The motion due to be voted on in yesterday’s business in the House didn’t even mention the European Arrest Warrant. Instead it referred only to a document that includes 11 of the 35 measures requiring to be transposed into domestic law in order to meet the UK’s obligations, but again it doesn’t include the European Arrest Warrant. The Home Secretary’s opt-out and then opt-back-in has been a game of Eurosceptic hokey cokey for the sake of internal Tory party management – brazenly putting party interests before those of the country.
There are around 3,600 organised crime groups active in the EU and involved in drugs, human trafficking, online child exploitation, and theft. Cross-border crime is a reality, and to dispense with the European Arrest Warrant and cross-border EU cooperation to deal with it is deeply irresponsible, especially when it is pandering to back-bench ideological prejudice. The urgent need for this measure is shown by the fact that last year over 1,000 foreign criminals were deported under the European Arrest Warrant, mostly for drug trafficking, murder, fraud, child sex offences and rape. Senior police officers have made clear how important it is in enabling them to deport foreign criminals without going through a lengthy extradition process.
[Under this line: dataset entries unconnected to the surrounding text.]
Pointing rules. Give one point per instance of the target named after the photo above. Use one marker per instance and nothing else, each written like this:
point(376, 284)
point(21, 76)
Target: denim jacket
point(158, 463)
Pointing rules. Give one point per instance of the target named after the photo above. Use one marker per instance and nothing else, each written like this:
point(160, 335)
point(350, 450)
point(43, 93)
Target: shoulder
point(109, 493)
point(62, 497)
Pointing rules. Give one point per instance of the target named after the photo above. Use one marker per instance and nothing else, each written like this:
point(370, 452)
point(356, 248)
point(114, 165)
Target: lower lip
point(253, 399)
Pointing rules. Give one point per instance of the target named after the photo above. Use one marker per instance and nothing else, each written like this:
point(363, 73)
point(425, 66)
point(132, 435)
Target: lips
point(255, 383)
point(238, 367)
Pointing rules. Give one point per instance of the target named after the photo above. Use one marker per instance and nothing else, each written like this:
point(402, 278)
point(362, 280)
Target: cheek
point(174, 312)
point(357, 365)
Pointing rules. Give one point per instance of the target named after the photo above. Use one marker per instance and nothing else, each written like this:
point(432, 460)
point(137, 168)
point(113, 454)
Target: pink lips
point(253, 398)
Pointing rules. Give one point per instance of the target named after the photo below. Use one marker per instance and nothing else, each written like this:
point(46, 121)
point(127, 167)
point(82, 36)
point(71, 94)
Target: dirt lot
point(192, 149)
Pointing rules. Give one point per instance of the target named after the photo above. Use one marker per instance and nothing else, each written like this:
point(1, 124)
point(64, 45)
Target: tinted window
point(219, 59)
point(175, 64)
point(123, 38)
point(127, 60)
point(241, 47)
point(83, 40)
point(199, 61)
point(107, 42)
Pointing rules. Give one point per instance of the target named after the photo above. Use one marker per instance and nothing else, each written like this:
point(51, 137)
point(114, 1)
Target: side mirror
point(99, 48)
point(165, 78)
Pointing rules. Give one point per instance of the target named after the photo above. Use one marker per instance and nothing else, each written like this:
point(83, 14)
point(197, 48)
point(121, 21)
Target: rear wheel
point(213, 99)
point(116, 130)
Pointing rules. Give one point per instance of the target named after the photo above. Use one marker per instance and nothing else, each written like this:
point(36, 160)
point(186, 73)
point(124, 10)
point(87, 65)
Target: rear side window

There are many recent examples to prove this. In 2005 an EAW enabled the UK to quickly extradite from Italy a fugitive bomber, Hussain Osman, who with accomplices had tried to carry out a terror attack in London. In 2012 Jason McKay was extradited from Poland within 2 weeks for murdering his partner, when under the old extradition arrangements it would have taken several years. Altogether the UK has deported over 4,000 criminals under the EAW, 95% of whom are foreign criminals removed from the UK. One such operation tackled a Romanian gang that was trafficking children into the UK, and resulted in the arrest of 126 suspects for human trafficking, benefit fraud, money laundering and child neglect, including the identification of 272 trafficking victims.
Playing political party games with police controls against crime on this scale and with such sickening human consequences is unforgiveable.